Sachanalyse des Unterrichtsthemas Tourismus auf Mallorca


Hausarbeit, 2008
18 Seiten, Note: 1,3

Leseprobe

Gliederung

1. Einordnung des Themas in den Lehrplan

2. Ziel der Unterrichtseinheit

3. Die Vorstellung des Raumes
a. Lokalisierung
b. Entstehung der Insel
c. Geomorphologie und Böden
d. Klima
e. Vegetation

4. Definition Tourismus

5. Historische Entwicklung des Tourismus auf Mallorca

6. Auswirkungen und Folgen des Tourismus

7. Heutige Situation des Tourismus

8. Resümee

9. Weiterführende Literatur

10. Anhang: Mindmap zur Sachstruktur

1. Einordnung des Themas in den Lehrplan

Die Thematik „Tourismus“ ist im Lehrplan des Landes NRW sowohl in der Jahrgangsstufe fünf als auch in der Jahrgangsstufe neun vorgesehen, und zwar innerhalb des Themenfeldes IV „Freizeitgestaltung in Nah- und Fernerholungsräumen“. Primär steht das Themenfeld über dem Einzelthema b) „Touristen bringen Geld und belasten die Umwelt“. Als thematische Schwerpunkte werden im Lehrplan folgende Aspekte benannt: Neben den physiognomischen und sozioökonomischen Veränderungen in einer Gemeinschaft durch den Fremdenverkehr, soll auch die Überlastung von Verkehrswegen und Zielgebieten sowie die anzustrebende Verringerung von Landschaftsschäden durch den Naturschutz und sanften Tourismus behandelt werden. Als Beispielsequenz wird die Veränderung der Costa Brava durch den Massentourismus unter dem Leitsatz „Beton statt Natur“ genannt. Die Legitimation für den Einsatz im Unterricht erhält das Raumbeispiel „Mallorca“ aufgrund der Exemplarität der Entwicklung und der Auswirkungen des Tourismus (vgl. MINISTERIUM FÜR SCHULE UND WEITERBILDUNG DES LANDES NRW 1995).
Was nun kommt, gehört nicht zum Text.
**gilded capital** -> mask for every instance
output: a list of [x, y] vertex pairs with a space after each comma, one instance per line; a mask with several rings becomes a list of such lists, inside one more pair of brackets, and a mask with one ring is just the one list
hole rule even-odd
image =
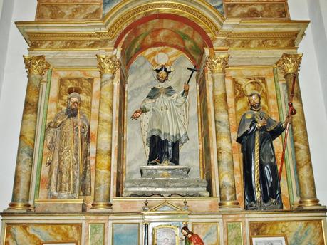
[[43, 75], [50, 68], [49, 63], [46, 61], [44, 56], [23, 56], [25, 68], [28, 75]]
[[100, 56], [97, 55], [98, 68], [101, 75], [115, 73], [120, 67], [119, 61], [115, 56]]
[[207, 61], [207, 67], [210, 69], [212, 73], [224, 73], [228, 66], [229, 58], [228, 54], [209, 56]]
[[276, 65], [284, 75], [297, 73], [302, 61], [303, 53], [283, 53]]

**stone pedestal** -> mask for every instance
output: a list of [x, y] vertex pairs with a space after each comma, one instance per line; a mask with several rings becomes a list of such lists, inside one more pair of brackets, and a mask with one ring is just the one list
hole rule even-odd
[[123, 197], [208, 197], [207, 182], [188, 176], [190, 168], [183, 166], [142, 166], [140, 179], [126, 180]]
[[48, 199], [35, 200], [34, 210], [36, 212], [58, 213], [65, 212], [81, 213], [87, 210], [87, 204], [83, 199]]

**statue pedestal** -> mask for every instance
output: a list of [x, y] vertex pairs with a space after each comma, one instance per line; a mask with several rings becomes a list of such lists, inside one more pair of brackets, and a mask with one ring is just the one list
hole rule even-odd
[[65, 212], [80, 213], [87, 209], [86, 203], [83, 199], [46, 199], [35, 200], [36, 212], [58, 213]]
[[184, 166], [142, 166], [140, 179], [125, 183], [123, 197], [208, 197], [204, 179], [188, 177], [190, 168]]

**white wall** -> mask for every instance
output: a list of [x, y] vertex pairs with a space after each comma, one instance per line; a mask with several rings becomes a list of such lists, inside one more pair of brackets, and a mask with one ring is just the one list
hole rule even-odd
[[[310, 19], [306, 1], [289, 0], [292, 19]], [[4, 3], [6, 1], [12, 2], [14, 0], [5, 0]], [[15, 1], [13, 21], [33, 20], [36, 3], [36, 0]], [[5, 8], [6, 7], [4, 5], [4, 9], [7, 11]], [[17, 145], [27, 82], [22, 58], [23, 54], [27, 53], [27, 46], [13, 22], [10, 27], [9, 43], [4, 67], [5, 75], [0, 95], [0, 210], [6, 209], [11, 199]], [[309, 27], [306, 36], [300, 46], [299, 51], [305, 54], [301, 69], [300, 83], [318, 198], [321, 200], [321, 203], [326, 204], [327, 155], [324, 152], [327, 149], [327, 118], [322, 91], [323, 87], [325, 87], [321, 85], [319, 73], [321, 68], [318, 66], [318, 57], [316, 54], [321, 50], [316, 50], [313, 31], [311, 27]], [[0, 48], [3, 48], [6, 44], [0, 43]], [[323, 48], [327, 49], [326, 47], [324, 46]], [[4, 67], [3, 64], [0, 63], [0, 68], [1, 67]], [[327, 70], [326, 65], [324, 69]], [[325, 80], [324, 83], [327, 83], [327, 81]]]
[[[309, 10], [315, 9], [311, 4], [318, 3], [318, 1], [312, 0], [289, 0], [291, 19], [311, 19]], [[321, 14], [319, 9], [315, 11], [317, 16]], [[311, 14], [313, 14], [311, 16], [314, 15], [314, 12]], [[318, 26], [313, 26], [313, 24]], [[326, 37], [321, 26], [323, 26], [321, 19], [319, 20], [319, 18], [316, 17], [299, 46], [299, 51], [304, 53], [299, 79], [317, 196], [321, 203], [327, 204], [327, 155], [325, 153], [327, 150], [327, 118], [326, 104], [324, 101], [324, 97], [325, 100], [327, 98], [327, 95], [327, 95], [327, 80], [326, 77], [322, 79], [323, 70], [327, 69], [326, 61], [321, 61], [320, 57], [321, 54], [326, 52], [326, 45], [321, 46], [323, 45], [321, 43], [315, 46], [319, 41], [313, 38], [317, 36], [317, 31], [320, 31], [321, 36]]]
[[[28, 46], [14, 21], [33, 21], [37, 1], [4, 0], [4, 12], [9, 10], [6, 5], [7, 2], [14, 4], [14, 13], [0, 95], [0, 210], [6, 209], [11, 200], [18, 140], [27, 83], [22, 56], [28, 53]], [[6, 44], [1, 43], [0, 48]], [[0, 68], [3, 68], [3, 64]]]
[[4, 4], [4, 0], [0, 0], [0, 18], [1, 17], [2, 4]]

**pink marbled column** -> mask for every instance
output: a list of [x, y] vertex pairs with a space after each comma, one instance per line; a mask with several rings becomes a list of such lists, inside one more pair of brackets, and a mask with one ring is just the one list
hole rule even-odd
[[10, 210], [28, 210], [40, 83], [49, 68], [43, 56], [24, 56], [28, 83], [16, 162], [15, 179]]
[[[289, 96], [291, 94], [294, 78], [298, 73], [301, 58], [301, 54], [284, 53], [277, 63], [277, 66], [285, 75]], [[297, 111], [297, 113], [293, 116], [291, 127], [300, 191], [299, 208], [316, 208], [317, 206], [320, 206], [320, 204], [316, 192], [306, 119], [298, 79], [296, 79], [293, 105]]]
[[226, 55], [209, 57], [208, 59], [208, 66], [212, 72], [213, 80], [217, 157], [219, 177], [219, 206], [222, 208], [235, 208], [239, 206], [236, 196], [225, 85], [224, 68], [227, 63], [228, 56]]
[[111, 209], [110, 177], [113, 78], [119, 67], [115, 56], [97, 56], [101, 73], [95, 156], [95, 183], [92, 209]]

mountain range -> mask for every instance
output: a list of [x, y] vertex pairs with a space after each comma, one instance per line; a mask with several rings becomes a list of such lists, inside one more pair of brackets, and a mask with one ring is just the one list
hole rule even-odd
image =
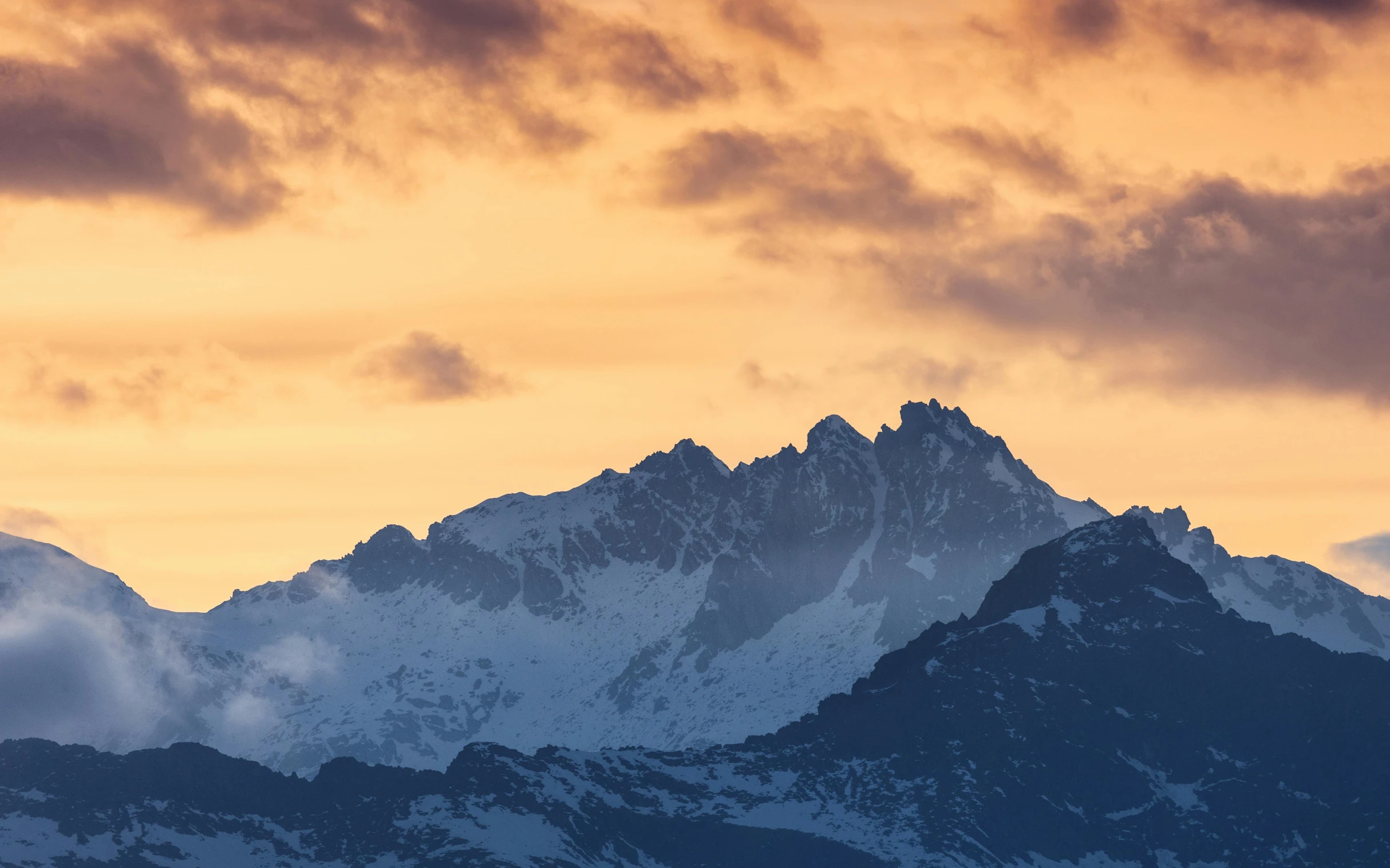
[[972, 617], [735, 744], [474, 743], [443, 771], [341, 757], [306, 781], [199, 744], [122, 757], [6, 742], [0, 853], [140, 867], [1383, 865], [1390, 662], [1243, 618], [1154, 518], [1027, 550]]
[[[1386, 656], [1390, 603], [1307, 564], [1230, 557], [1182, 510], [1136, 508], [1218, 603]], [[108, 750], [200, 742], [278, 771], [335, 757], [445, 769], [471, 742], [699, 749], [769, 733], [1019, 556], [1108, 517], [1059, 496], [959, 408], [838, 417], [728, 468], [682, 440], [569, 492], [388, 526], [204, 614], [0, 539], [0, 735]]]

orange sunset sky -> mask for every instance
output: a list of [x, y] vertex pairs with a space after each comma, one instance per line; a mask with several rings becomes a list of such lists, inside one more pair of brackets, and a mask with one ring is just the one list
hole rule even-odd
[[204, 610], [937, 397], [1382, 593], [1387, 106], [1377, 0], [7, 3], [0, 529]]

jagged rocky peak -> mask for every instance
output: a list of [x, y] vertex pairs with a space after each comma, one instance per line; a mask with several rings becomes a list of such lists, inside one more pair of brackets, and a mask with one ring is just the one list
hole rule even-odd
[[685, 437], [671, 447], [670, 451], [652, 453], [642, 458], [631, 469], [632, 474], [648, 474], [671, 479], [677, 476], [695, 478], [728, 478], [728, 465], [706, 446], [701, 446]]
[[1209, 528], [1191, 528], [1182, 507], [1156, 512], [1136, 506], [1126, 515], [1148, 522], [1173, 557], [1201, 574], [1222, 608], [1334, 651], [1390, 657], [1390, 600], [1302, 561], [1232, 556]]

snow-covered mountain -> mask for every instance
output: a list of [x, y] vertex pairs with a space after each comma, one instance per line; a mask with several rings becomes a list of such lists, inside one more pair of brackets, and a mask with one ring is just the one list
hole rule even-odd
[[442, 768], [474, 740], [678, 749], [771, 732], [973, 612], [1029, 546], [1104, 515], [960, 410], [870, 442], [830, 417], [726, 467], [689, 440], [489, 500], [208, 612], [196, 733], [282, 769]]
[[285, 771], [336, 756], [443, 768], [473, 740], [738, 740], [973, 612], [1024, 549], [1102, 515], [935, 401], [873, 440], [830, 417], [805, 450], [735, 468], [684, 440], [425, 539], [384, 528], [204, 615], [107, 607], [158, 685], [142, 699], [158, 724], [81, 740], [199, 740]]
[[1182, 507], [1155, 512], [1131, 507], [1175, 557], [1207, 579], [1222, 608], [1261, 621], [1276, 633], [1298, 633], [1334, 651], [1390, 658], [1390, 600], [1368, 594], [1312, 564], [1232, 556], [1209, 528], [1193, 528]]
[[1390, 662], [1273, 635], [1138, 517], [1027, 551], [973, 618], [777, 733], [314, 781], [195, 744], [0, 744], [25, 865], [1380, 867]]

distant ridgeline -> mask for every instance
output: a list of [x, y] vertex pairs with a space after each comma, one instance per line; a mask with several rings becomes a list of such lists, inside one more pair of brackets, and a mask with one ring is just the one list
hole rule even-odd
[[972, 617], [738, 744], [304, 781], [6, 742], [0, 864], [1386, 865], [1390, 662], [1240, 617], [1152, 524], [1187, 539], [1137, 511], [1029, 549]]

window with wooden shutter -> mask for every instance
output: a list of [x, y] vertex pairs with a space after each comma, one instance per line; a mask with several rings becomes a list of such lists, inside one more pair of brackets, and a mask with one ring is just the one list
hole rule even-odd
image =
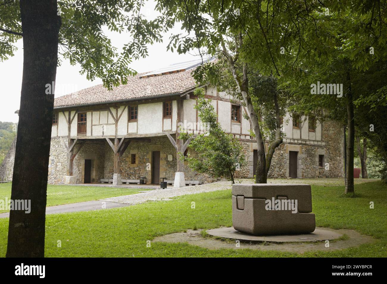
[[87, 121], [86, 114], [86, 113], [79, 113], [78, 114], [77, 133], [78, 134], [86, 134], [86, 123]]
[[172, 118], [172, 102], [164, 102], [163, 104], [164, 118]]

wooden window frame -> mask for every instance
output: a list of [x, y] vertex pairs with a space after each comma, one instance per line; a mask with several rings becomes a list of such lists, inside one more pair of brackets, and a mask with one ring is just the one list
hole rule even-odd
[[[322, 157], [322, 160], [321, 161], [321, 164], [322, 165], [320, 165], [320, 157]], [[324, 168], [324, 163], [325, 162], [325, 155], [319, 155], [319, 168]]]
[[[298, 126], [294, 126], [295, 116], [296, 116], [297, 117], [296, 122], [297, 122], [297, 125]], [[292, 125], [293, 126], [293, 128], [295, 128], [296, 129], [300, 129], [300, 116], [298, 115], [298, 114], [292, 114], [291, 119], [292, 119]]]
[[[133, 163], [134, 160], [133, 158], [134, 158], [134, 162]], [[136, 154], [130, 154], [130, 164], [131, 165], [135, 165], [136, 164]]]
[[[311, 124], [310, 124], [310, 118], [311, 117], [313, 117], [313, 120], [314, 121], [313, 121], [313, 124], [314, 124], [313, 126], [311, 125]], [[315, 125], [315, 124], [316, 124], [316, 117], [315, 116], [309, 116], [309, 117], [308, 117], [308, 130], [309, 132], [316, 132], [316, 125]], [[310, 128], [310, 126], [313, 126], [314, 128]]]
[[[55, 117], [57, 117], [56, 119], [55, 119]], [[54, 125], [58, 125], [58, 122], [59, 119], [59, 114], [58, 113], [53, 114], [52, 115], [52, 125], [53, 126]], [[54, 122], [55, 120], [57, 121], [57, 122]]]
[[[83, 121], [80, 121], [80, 118], [81, 118], [80, 116], [82, 115], [84, 115], [83, 118], [85, 119]], [[80, 124], [83, 122], [85, 122], [85, 132], [79, 132], [79, 125]], [[79, 112], [77, 114], [77, 135], [86, 135], [86, 133], [87, 132], [87, 112]]]
[[[235, 107], [238, 108], [238, 120], [234, 120], [234, 117], [235, 116], [233, 115], [233, 109]], [[240, 123], [241, 122], [241, 106], [240, 105], [235, 104], [231, 104], [231, 121], [233, 122], [238, 122]]]
[[[134, 118], [133, 119], [131, 119], [132, 117], [132, 107], [137, 107], [137, 113], [136, 114], [136, 118]], [[129, 105], [129, 107], [128, 108], [128, 109], [129, 110], [129, 115], [128, 118], [129, 119], [129, 122], [135, 122], [137, 121], [139, 118], [139, 106], [138, 105]]]
[[[170, 114], [168, 114], [167, 115], [166, 114], [166, 105], [167, 104], [170, 104]], [[172, 101], [168, 101], [167, 102], [164, 102], [163, 103], [163, 119], [166, 118], [172, 118], [172, 109], [173, 109], [173, 104]]]

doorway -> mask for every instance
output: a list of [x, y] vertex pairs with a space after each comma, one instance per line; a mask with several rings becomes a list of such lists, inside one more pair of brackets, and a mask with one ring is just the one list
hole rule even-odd
[[152, 183], [160, 183], [160, 151], [152, 152]]
[[85, 176], [84, 182], [89, 184], [91, 181], [91, 160], [85, 160]]
[[297, 159], [298, 152], [295, 151], [289, 151], [289, 177], [297, 178]]

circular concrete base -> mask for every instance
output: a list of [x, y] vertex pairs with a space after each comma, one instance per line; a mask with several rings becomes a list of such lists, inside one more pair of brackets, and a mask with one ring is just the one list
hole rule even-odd
[[242, 233], [233, 227], [211, 229], [206, 231], [211, 236], [246, 241], [275, 241], [276, 242], [295, 241], [315, 241], [334, 240], [340, 238], [342, 234], [332, 229], [316, 228], [313, 233], [302, 235], [278, 235], [277, 236], [255, 236]]

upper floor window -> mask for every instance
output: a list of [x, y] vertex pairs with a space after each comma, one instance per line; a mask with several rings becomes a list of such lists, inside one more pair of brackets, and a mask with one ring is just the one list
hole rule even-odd
[[319, 155], [319, 167], [320, 168], [324, 167], [324, 160], [325, 156], [324, 155]]
[[131, 105], [129, 107], [129, 120], [130, 121], [137, 121], [138, 112], [137, 105]]
[[78, 114], [77, 132], [78, 134], [86, 134], [87, 118], [86, 113], [79, 113]]
[[296, 114], [293, 114], [292, 116], [293, 119], [293, 127], [296, 128], [300, 128], [300, 116]]
[[172, 102], [164, 102], [163, 104], [164, 118], [172, 118]]
[[55, 113], [52, 116], [52, 125], [57, 125], [58, 124], [58, 114]]
[[314, 116], [309, 116], [309, 121], [308, 122], [308, 128], [309, 132], [314, 132], [316, 129], [316, 117]]
[[240, 122], [240, 105], [231, 105], [231, 120], [233, 121]]

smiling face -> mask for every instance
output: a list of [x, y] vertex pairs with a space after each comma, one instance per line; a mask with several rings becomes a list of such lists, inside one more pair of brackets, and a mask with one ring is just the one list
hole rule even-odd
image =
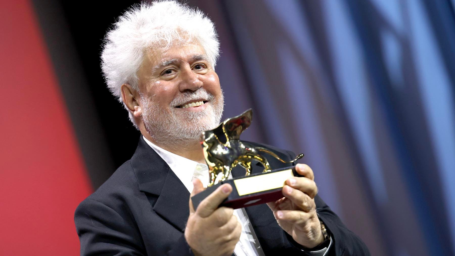
[[146, 54], [137, 72], [146, 130], [158, 144], [198, 141], [221, 118], [218, 75], [198, 44], [163, 51]]

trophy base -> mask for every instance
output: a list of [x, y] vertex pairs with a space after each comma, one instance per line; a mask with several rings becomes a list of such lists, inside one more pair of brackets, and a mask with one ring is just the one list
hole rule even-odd
[[301, 176], [294, 166], [285, 167], [271, 171], [252, 174], [226, 180], [191, 197], [194, 210], [201, 202], [222, 184], [229, 183], [232, 192], [218, 207], [233, 209], [254, 206], [276, 201], [283, 197], [281, 192], [286, 180], [293, 176]]

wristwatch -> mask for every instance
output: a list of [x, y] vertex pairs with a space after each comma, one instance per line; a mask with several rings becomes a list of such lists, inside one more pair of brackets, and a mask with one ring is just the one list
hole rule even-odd
[[[318, 214], [318, 217], [319, 217]], [[324, 223], [322, 222], [321, 219], [319, 219], [319, 222], [321, 223], [321, 231], [322, 232], [322, 235], [324, 236], [324, 241], [315, 247], [312, 248], [311, 251], [320, 251], [324, 248], [329, 248], [329, 246], [330, 244], [330, 236], [329, 235], [329, 233], [327, 233], [327, 230], [325, 228], [325, 225], [324, 225]]]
2. Ziel der Unterrichtseinheit

Durch die Unterrichtseinheit „Tourismus auf Mallorca“ sollen die Schülerinnen und Schüler verstehen, dass das zunehmende Bedürfnis nach Freizeitgestaltung die Ursache für die verschiedenartige Nutzung von Räumen ist und die positiven Folgen für die Nutznießer gegen die negativen Konsequenzen für das Ökosystem abgewogen werden müssen. Unabdingbare Voraussetzung für diese Kompetenz ist das Erkennen des Raumnutzungskonflikts zwischen den verschiedenen Akteuren (vgl. MINISTERIUM FÜR SCHULE UND WEITERBILDUNG DES LANDES NRW 1995).

3. Die Vorstellung des Raumes

a) Lokalisierung

Die Insel Mallorca gehört zur Inselgruppe der Balearen und liegt im westlichen Mittelmeer. Die Entfernung Mallorcas zum spanischen Festland beträgt ca. 190 km, zu den Nachbarinseln Ibiza und Formentera 80 km und zu Menorca knapp 40 km.

Mit einer Fläche von 3640 km2 ist Mallorca die größte der fünf Balearenhauptinseln und damit rund fünf mal so groß wie die Hansestadt Hamburg. Politisch ist die Insel Spanien zuzuordnen. Heute liegt die Bevölkerungszahl[1] Mallorcas bei ca. 750.000 Menschen. Damit entspricht die Einwohnerzahl der Insel in etwa der der Stadt Frankfurt am Main. Die Bevölkerungsdichte wird in der Literatur mit rund 220 Einwohnern pro km2 angegeben. Die größte Stadt Mallorcas ist die Hauptstadt Palma de Mallorca, in der mit 380 000 Menschen fast die Hälfte der gesamten Inselbevölkerung lebt (vgl. WDR KÖLN 2006).

b) Entstehung der Insel

Im Gegensatz zu anderen Inselgruppen, wie beispielsweise den Kanaren, ist Mallorca nicht vulkanischen Ursprungs. Vor rund 200 Millionen Jahren brach der Superkontinent Pangaea auseinander, was zu der uns heute bekannten Verteilung der Kontinente führte (ZEPP 2004) Vor ca. 100 Millionen Jahren begann die Subduktion der afrikanischen unter die eurasische Kontinentalplatte. In Folge dessen kam es zu einer starken Auffaltung und damit verbunden zu einer massiven Emporhebung (vgl. RADLOFF 2005a). Mallorca und die anderen balearischen Inseln sind also, ebenso wie die Alpen und andere Gebirge das Produkt der alpidischen Orogenese.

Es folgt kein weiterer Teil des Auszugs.